In 2012, the young, chubby me wouldn't be out of place. According to the Centers for Disease Control website, results from the 2007-2008 National Health and Nutrition Examination Survey indicate that an estimated 17 percent of children and adolescents ages 2-19 are obese. Obese children and adolescents are at risk for health problems during their youth AND as adults. Obese children and adolescents are more likely to have risk factors associated with cardiovascular disease, such as high blood pressure, high cholesterol and Type 2 diabetes.
The really scary thing is that obese children and adolescents are more likely to become obese as adults. For example, one study found that approximately 80 percent of children who were overweight at ages 10–15 were obese adults at age 25. Another study found that 25 percent of obese adults were overweight as children. The latter study also found that if children were overweight before eight years of age, obesity in adulthood was likely to be more severe.

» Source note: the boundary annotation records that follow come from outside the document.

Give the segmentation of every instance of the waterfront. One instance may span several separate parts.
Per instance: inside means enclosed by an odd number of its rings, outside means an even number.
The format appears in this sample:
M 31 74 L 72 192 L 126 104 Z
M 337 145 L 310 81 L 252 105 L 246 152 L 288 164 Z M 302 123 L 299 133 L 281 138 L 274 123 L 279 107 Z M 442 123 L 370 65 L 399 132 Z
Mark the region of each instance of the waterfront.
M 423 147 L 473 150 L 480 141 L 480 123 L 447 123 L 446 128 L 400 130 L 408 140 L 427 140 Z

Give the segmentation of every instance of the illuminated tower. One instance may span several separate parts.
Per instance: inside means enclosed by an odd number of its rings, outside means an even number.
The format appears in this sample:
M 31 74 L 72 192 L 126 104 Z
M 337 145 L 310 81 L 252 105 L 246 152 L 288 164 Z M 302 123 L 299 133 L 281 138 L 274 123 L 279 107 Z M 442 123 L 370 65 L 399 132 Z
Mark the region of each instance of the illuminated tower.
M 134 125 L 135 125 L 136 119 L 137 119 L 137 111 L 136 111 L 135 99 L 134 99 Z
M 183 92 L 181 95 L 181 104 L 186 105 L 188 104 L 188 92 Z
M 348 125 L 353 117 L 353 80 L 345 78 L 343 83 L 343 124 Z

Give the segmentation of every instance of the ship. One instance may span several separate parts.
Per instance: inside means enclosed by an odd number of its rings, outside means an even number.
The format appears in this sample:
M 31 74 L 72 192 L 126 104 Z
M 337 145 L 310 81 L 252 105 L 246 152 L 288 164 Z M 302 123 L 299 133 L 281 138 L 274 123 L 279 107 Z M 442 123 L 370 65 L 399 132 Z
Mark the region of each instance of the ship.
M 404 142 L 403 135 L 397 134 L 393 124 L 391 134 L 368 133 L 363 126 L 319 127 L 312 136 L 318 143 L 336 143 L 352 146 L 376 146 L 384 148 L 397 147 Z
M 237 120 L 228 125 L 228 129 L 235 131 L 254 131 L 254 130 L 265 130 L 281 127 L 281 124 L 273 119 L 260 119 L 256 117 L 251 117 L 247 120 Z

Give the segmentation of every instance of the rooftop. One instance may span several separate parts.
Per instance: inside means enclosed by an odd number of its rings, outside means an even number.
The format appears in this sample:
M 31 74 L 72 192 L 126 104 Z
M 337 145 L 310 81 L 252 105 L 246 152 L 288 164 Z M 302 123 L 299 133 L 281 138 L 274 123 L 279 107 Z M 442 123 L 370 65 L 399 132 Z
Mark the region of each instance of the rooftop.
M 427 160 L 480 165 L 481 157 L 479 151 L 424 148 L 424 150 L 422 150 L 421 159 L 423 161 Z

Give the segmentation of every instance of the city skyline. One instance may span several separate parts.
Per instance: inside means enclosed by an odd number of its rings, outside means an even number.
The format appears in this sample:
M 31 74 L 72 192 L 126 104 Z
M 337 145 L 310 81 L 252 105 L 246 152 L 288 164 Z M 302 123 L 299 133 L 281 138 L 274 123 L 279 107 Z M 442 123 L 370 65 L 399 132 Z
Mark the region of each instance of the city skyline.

Store shelves are loaded with weight-loss supplement products for adults. Marketers of weight management supplements are now asking themselves whether kids should be a target market for these types of supplements as well. Eight years ago, many of these products contained ephedra.. These have been replaced with other products for both children and adults claiming to be safer and with promises of providing extraordinary results. But in many cases, parents are being misled. Products may be ephedra-free, but they are not necessarily safer.
Why would parents even consider giving their kids a weight-loss supplement? I understand that many parents want to be proactive and address their child’s weight issues before their child becomes severely overweight. However, being a parent myself and knowledgeable about supplements, I have always questioned the true efficacy of weight loss supplements for kids (and adults) and the motives of marketers. Where is the science behind these products? Or do marketers see kids weight-loss supplements as having huge moneymaking potential? There seems to be a moral conflict and I don't see the resolution being in the best interests of our children. America's estimated 75 million adult dieters spent $60.9 billion dollars on weight-loss supplements in 2010.
The bottom line is that kids and teens must lead a healthy lifestyle that incorporates healthy eating and regular exercise that consistently supports weight management and a healthy metabolism. This will improve energy levels, systemic harmony and digestive health. I am living proof, and I know I’m not the only one. That's why I remain skeptical about weight-loss supplements for kids and distrustful of those who market them.